The first Dataproc cluster I ever saw in a client's project had been running for fourteen months. Someone had created it during a proof of concept, named it test-cluster-2, and nobody had turned it off since. It was sized for the peak load of a job that ran twice a day and idled at roughly 4% utilization the rest of the time. When I suggested deleting it, the reaction was the one I've now heard a dozen times: "But then where does the data live?"
That question is the whole article.

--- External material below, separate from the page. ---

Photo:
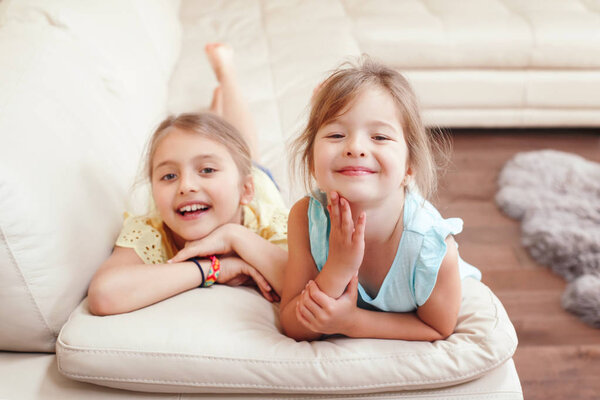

It's the single Hadoop assumption that has to die before any of the rest of Dataproc makes sense, and until it does, teams end up paying cloud prices for on-prem architecture β which is the worst of both worlds. I wrote about the Cloudera-to-Dataproc migration as a war story: what broke, what took twice as long, what surprised us. This piece is the other half, the one that article assumes you already know β what Dataproc actually is under the hood, and why "delete the cluster" is the correct answer rather than a trick question.
What is Dataproc, really?
Dataproc is a managed Hadoop and Spark service whose defining architectural choice is that compute and storage are separate, which makes the cluster itself disposable. That's it. Everything distinctive follows from that one sentence. It runs real open-source Spark, Hive, Flink, and Presto on real VMs β this isn't a reimplementation β but it provisions a cluster in about 90 seconds and expects you to delete it when the job finishes.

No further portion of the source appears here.